What Testosterone Actually Does for Erections

While testosterone won’t add tissue, it plays a direct role in erection quality, which can affect how large the penis appears and feels when erect. This distinction matters because some men interpret better erections as increased size.

Testosterone maintains the smooth muscle, blood vessel lining, nerve fibers, and elastic tissue inside the penis. When testosterone drops significantly, these structures degrade. Smooth muscle gets replaced by collagen and fat deposits, nerve fiber density decreases, and the blood-trapping mechanism that keeps an erection firm starts to fail. Animal studies show that removing testosterone causes a progressive decline in the pressure generated during erection, proportional to how long testosterone has been absent.

Restoring testosterone in men with genuinely low levels reverses many of these changes. The smooth muscle recovers, nerve fibers regenerate, and the ability to trap blood improves. The result is firmer, fuller erections. A man going from a partially firm erection to a fully rigid one might measure noticeably different, not because new tissue grew, but because existing tissue is finally filling with blood the way it should. For men whose testosterone is already in the normal range, this effect doesn’t apply since the tissue is already healthy and functional.

What Happens With Excess Testosterone

Taking testosterone when you don’t need it carries real risks to sexual health. Exogenous testosterone suppresses your body’s own production through a feedback loop in the brain. The pituitary gland senses high hormone levels and stops signaling the testes, which then shrink and produce less testosterone and sperm on their own. Testicular atrophy is one of the most common side effects of steroid use.

If you stop taking exogenous testosterone after prolonged use, recovery of natural production can take months or may not fully return. During that gap, you can end up with lower testosterone than you started with, along with the erectile and mood problems that come with it.

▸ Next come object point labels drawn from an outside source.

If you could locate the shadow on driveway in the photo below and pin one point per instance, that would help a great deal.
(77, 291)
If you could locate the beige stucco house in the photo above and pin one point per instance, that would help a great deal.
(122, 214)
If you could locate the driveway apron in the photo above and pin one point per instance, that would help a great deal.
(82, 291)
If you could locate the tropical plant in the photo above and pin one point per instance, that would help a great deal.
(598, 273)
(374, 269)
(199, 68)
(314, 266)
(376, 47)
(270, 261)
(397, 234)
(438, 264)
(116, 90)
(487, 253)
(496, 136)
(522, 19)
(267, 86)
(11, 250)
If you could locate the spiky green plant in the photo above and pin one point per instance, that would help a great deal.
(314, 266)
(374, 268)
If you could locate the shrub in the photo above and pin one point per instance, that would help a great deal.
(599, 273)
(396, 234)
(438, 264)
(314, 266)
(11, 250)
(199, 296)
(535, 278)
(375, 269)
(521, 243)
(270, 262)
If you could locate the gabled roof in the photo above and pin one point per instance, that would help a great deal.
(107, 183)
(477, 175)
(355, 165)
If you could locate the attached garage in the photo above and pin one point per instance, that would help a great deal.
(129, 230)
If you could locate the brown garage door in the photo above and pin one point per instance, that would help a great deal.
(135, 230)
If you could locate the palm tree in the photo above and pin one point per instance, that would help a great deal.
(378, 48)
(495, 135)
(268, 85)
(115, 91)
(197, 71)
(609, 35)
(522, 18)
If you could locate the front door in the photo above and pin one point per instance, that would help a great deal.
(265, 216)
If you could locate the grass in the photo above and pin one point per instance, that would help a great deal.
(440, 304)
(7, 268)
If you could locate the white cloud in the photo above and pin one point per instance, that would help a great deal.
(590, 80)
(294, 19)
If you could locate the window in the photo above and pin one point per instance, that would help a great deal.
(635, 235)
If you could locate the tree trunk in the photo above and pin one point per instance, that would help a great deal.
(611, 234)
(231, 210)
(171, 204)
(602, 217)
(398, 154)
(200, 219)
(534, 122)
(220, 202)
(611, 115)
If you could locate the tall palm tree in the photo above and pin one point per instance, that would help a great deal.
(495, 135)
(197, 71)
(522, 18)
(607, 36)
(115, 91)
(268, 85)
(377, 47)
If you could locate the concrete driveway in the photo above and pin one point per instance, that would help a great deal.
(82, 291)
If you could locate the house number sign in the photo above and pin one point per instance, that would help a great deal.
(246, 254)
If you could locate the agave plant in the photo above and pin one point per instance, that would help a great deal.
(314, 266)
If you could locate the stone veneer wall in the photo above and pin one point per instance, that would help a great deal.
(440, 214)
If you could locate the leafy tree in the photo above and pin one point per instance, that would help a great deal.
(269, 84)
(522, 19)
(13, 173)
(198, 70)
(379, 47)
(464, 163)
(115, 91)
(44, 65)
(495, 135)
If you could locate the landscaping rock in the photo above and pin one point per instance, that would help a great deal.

So the irony of taking testosterone to try to enhance sexual function is that it can ultimately impair it.

The Bottom Line on Size

Penile size is determined during development by genetics, prenatal hormone exposure, and pubertal testosterone levels. Once you’ve gone through puberty with normal testosterone, the growth program is complete. No amount of additional testosterone, whether from injections, supplements, or steroids, will restart that program. The androgen receptors in adult penile tissue are already saturated at normal hormone levels, leaving no biological pathway for further growth. The only men who see real size changes from testosterone are those with documented hormonal deficiencies that prevented normal development from occurring in the first place.